As the goal of using a Relaxicizor is to get at the muscles underneath the surface of the skin you need something that allows the current to go past the surface of the skin - this is electrical gel which serves as a conductor. The speakers emphasizes the necessity of applying lots and lots of gel - it can dry out quickly (sounds like K-Y, yes?) and more must be re- applied if the electricity is to continue to reach the muscles under the skin. Sweat may cause the gel to dry out. This reminded me of the procedure for taking electro-cardiograms. Similarly the speakers mention devices to attach to the body so as to achieve good conductivity. A home-made vaginal clip was displayed - a band with silver paint laid on it (I gather this must have been special paint designed for conductivity). Later on they discussed different kinds of pads that can be obtained covering small and large areas.

First the speakers demonstrated a specially made metal cockring that had contacts to attach to the Relaxicizor. Poor WM was trying this out and enumerated some of the odd feelings and sensations he experienced in his genital area. The second person had a pad attached to his thigh, held in place with some kind of band. It was quite delightful to watch him slowly succumb to the involuntary spasms in his leg created by the Relaxicizor.
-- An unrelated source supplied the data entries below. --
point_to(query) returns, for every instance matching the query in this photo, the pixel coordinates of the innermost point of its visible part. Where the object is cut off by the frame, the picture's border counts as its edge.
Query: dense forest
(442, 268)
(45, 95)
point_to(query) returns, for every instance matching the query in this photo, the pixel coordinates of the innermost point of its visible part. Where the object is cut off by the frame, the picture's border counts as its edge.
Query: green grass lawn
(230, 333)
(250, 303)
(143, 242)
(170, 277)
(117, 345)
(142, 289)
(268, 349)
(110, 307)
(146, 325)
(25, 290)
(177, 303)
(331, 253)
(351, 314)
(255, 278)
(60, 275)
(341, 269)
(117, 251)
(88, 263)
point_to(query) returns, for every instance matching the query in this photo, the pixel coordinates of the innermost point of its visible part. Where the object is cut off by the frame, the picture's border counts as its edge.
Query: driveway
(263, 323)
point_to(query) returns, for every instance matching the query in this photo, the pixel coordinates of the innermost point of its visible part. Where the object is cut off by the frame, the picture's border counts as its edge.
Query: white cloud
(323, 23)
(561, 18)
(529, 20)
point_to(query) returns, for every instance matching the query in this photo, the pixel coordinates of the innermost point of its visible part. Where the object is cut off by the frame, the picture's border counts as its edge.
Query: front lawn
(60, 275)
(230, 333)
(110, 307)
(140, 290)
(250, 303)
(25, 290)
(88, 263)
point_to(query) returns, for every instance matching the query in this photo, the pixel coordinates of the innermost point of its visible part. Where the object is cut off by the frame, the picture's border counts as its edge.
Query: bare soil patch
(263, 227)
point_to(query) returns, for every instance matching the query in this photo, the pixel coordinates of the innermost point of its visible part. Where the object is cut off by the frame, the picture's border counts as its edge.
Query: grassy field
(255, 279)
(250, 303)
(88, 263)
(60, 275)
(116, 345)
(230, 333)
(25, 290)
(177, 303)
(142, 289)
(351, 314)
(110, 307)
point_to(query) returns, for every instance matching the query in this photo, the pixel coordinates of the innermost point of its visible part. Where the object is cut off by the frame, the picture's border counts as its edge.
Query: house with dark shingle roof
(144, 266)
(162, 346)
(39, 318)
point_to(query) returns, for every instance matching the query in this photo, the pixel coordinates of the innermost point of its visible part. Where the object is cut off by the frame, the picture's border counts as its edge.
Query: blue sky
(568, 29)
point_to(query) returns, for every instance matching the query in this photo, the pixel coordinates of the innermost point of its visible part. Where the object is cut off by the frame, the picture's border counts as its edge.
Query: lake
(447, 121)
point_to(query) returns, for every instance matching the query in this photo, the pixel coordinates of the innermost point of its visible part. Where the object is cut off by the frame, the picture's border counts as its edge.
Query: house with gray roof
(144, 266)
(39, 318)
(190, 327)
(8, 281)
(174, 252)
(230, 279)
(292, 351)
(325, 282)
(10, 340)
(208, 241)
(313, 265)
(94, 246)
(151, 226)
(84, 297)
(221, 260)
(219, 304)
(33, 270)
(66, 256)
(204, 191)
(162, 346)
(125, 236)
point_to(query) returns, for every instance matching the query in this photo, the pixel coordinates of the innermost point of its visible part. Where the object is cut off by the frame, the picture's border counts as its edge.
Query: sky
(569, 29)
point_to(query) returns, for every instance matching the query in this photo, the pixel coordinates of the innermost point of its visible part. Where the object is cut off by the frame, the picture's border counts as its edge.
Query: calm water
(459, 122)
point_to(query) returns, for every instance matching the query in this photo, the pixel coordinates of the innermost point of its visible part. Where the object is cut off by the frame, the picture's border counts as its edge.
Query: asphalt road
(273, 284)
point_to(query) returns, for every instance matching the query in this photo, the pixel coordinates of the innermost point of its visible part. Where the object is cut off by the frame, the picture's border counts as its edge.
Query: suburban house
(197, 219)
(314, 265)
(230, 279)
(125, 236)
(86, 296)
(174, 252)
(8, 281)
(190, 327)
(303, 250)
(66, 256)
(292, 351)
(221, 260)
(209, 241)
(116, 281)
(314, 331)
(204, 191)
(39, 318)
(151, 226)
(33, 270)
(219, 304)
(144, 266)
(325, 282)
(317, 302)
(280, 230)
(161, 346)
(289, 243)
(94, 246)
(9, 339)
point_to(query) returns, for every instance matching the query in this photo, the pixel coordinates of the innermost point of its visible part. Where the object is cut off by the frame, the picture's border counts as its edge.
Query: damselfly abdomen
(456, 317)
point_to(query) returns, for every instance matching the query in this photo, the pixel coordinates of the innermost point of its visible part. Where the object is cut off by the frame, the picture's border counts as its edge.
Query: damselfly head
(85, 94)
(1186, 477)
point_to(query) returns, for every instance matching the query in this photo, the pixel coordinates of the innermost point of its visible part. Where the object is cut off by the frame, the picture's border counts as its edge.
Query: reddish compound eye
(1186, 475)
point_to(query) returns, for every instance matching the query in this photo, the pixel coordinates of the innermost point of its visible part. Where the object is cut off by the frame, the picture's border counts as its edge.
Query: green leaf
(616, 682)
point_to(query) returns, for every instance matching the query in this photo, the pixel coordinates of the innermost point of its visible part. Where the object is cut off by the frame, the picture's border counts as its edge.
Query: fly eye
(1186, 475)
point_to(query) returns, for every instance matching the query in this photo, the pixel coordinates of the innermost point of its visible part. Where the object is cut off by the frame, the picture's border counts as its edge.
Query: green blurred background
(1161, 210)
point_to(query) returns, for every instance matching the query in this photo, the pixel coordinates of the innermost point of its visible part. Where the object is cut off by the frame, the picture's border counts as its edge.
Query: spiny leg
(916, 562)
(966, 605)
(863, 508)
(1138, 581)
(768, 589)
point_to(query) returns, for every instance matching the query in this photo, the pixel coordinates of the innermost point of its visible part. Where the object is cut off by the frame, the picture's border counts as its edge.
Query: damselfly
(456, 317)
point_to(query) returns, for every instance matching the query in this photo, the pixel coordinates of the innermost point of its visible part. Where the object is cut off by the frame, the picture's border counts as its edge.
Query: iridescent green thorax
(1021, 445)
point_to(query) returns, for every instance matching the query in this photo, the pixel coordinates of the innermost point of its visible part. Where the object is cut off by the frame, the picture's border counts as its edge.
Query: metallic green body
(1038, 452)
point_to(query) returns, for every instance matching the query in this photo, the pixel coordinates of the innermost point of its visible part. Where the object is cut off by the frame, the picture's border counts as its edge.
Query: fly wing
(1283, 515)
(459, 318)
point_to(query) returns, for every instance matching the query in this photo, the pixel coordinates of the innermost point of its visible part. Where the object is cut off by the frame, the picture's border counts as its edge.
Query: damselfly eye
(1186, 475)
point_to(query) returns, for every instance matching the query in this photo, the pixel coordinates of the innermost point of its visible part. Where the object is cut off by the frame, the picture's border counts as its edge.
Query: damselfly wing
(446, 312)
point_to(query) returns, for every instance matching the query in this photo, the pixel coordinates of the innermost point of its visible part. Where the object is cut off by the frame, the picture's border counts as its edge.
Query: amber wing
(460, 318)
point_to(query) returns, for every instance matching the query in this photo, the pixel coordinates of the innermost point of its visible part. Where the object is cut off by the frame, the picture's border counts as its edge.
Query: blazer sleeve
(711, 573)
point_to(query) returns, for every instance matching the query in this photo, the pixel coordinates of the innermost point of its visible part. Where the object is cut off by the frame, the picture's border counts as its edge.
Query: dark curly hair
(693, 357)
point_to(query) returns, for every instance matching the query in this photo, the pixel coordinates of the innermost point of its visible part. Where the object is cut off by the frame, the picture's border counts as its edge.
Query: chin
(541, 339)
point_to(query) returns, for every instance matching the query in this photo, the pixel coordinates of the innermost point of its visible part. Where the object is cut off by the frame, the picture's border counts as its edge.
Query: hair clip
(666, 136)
One significant distinction made between the Relaxicizor and the TENS units was that the the former provides breaks in between flows of electricity. The TENS units do not, but have a continuous flow. This can be dangerous in that a muscle forced to be used for a certain amount of time can be damaged. The speakers said that just a few hours applied to the leg would prevent someone from walking for a week.

That is my summary. I hope people could share some of their experience with electricity, to which this was my first introduction.